At 13, after discovering stone tools, he was absorbed with a passion for prehistory and decided to learn about the people who made them. In 1922 he started studies at Cambridge, in 1926; he graduated with degrees in anthropology and archaeology. In 1928 Leakey married Frida Avern, an Englishwoman he had met in Africa. Over the next few years, he conducted several excavations in East Africa. In 1930 Leakey was awarded a PhD. for his work. In 1932, he discovered fossils at Kanam and Kanjera and claimed that they were the oldest true ancestors of modern humans.
On his return to England, these were widely praised as important finds, and Leakey’s reputation rose. In response to some doubts, he invited geologist Percy Boswell to visit the sites during his next expedition (1934-1935) to Africa. Unfortunately, after Boswell arrived, inadequate documentation and bad luck showed Leakey could not reliably identify either site. The resulting Boswell report seriously damaged Leakey's scientific reputation. While in England in 1933, he met Mary Nicol, a scientific illustrator, and soon started an affair with her, although he had one young child and a pregnant wife. Mary joined him for his next expedition to Africa and returned home to live with him in 1935.
In 1936, his wife filed for divorce, and Leakey married Nicol late that year. The scandals destroyed his promising academic career at Cambridge. Without a steady job, he got a small income from speaking and writing, and in 1937 he returned to Africa to do a massive ethnological study of the Kikuyu tribe. During World War II, he did intelligence work while he and his wife continued to do archaeological work. In 1941 he was made an honorary curator of the Coryndon Museum (later the Kenya National Museum), and in 1945 he accepted a position as curator of the museum so that he could continue his paleontological and archaeological work in Kenya. Two years later, Leakey organized the first Pan-African Congress of Prehistory, which helped restore his reputation and introduced many scientists to the large amount of work that he had accomplished. He continued to excavate many sites during the 1950s, especially Olduvai Gorge in Tanganyika (now Tanzania).
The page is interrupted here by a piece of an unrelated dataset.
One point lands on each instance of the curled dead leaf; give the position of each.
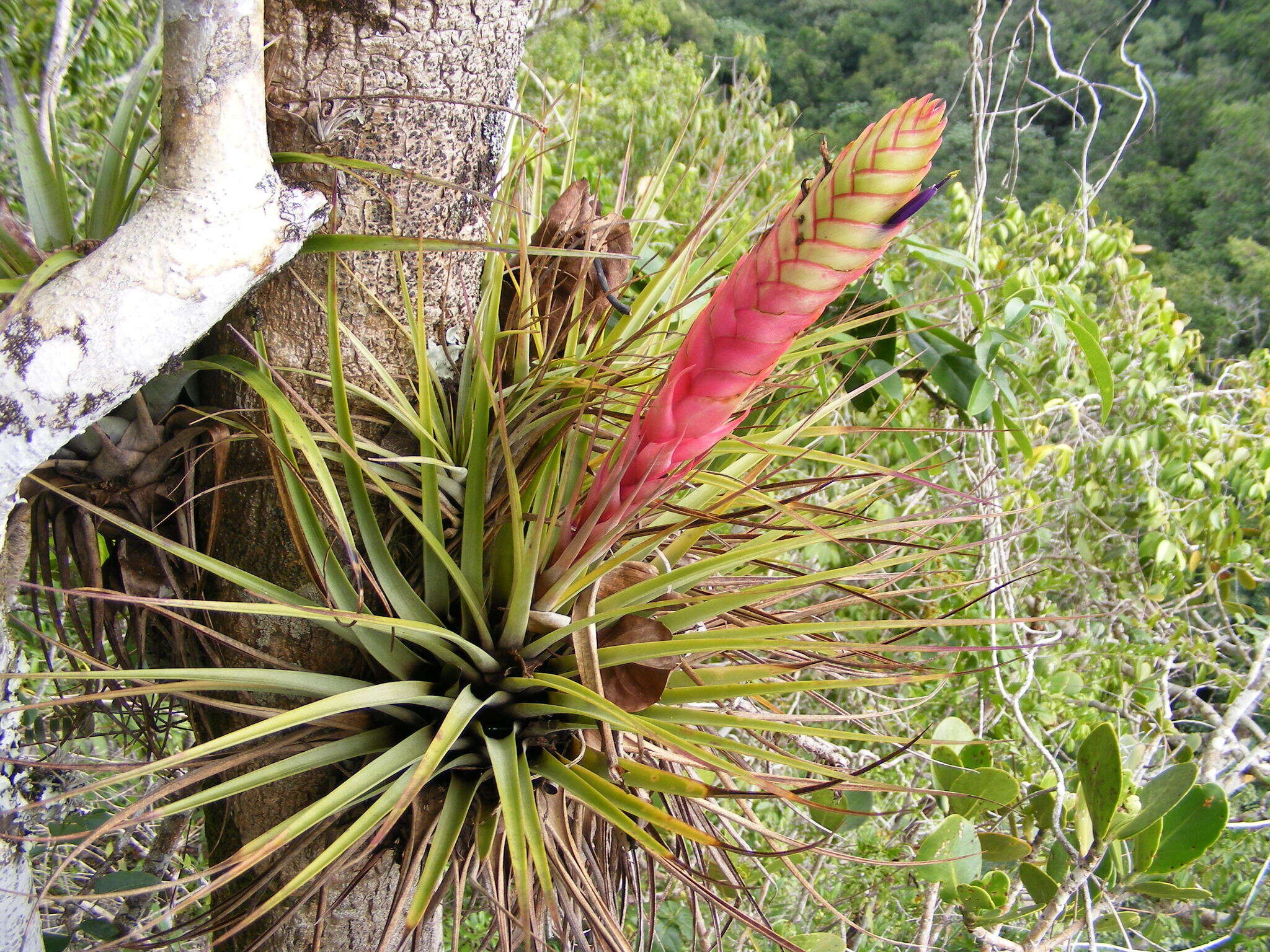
(575, 221)
(637, 684)
(623, 578)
Although the discovery of an important Miocene ape fossil in 1948 had given them some attention and led to more funding, money constraints always limited the amount of work they could do. Nevertheless, they continued to make significant discoveries. In 1959, Mary found their first significant hominid fossil, a robust skull with huge teeth. It was found in deposits that also contained stone tools, and Leakey typically inflated its importance by claiming it was a human ancestor and calling it Zinjanthropus boisei. To everyone else, it seemed markedly unhuman and most similar to robust australopithecines. Even so, it was a major find that gave them tremendous publicity.
The National Geographic magazine printed the first of many articles about the Leakeys and their finds. It gave a large amount of funding, which allowed the Leakeys to greatly increase the scope of their excavations at Olduvai. Within a few years, they had found many more hominid fossils, including some that were far more plausible human ancestors and toolmakers than Zinj. In 1964, Louis Leakey, Phillip Tobias, and John Napier named the new Homo habilis. Although originally controversial, habilis would eventually be widely accepted as a species. Through the 1950s, Leakey’s marriage suffered, but they stayed together because of their children.
In the 1960s, he initiated Jane Goodall's decades-long field study of chimpanzees in the wild and the similar projects of Dian Fossey (for gorillas) and Birute Galdikas (for orangutans). He was also involved with a primate research center, excavations in Ethiopia, and a search for ancient humans at Calico Hills in California. During this time, his health was rapidly failing, and Leakey collapsed and died in England in October 1972, aged 69. Few people have had more impact on studying human origins than the passionate, energetic, eccentric, and occasionally erratic Louis Leakey.
Leakey L.S.B. (1974): By the evidence: memoirs, 1932-1951. New York: Harcourt Brace Jovanovich.
Morell V. (1995): Ancestral passions: the Leakey family and the quest for humankind's beginnings. New York: Simon & Schuster.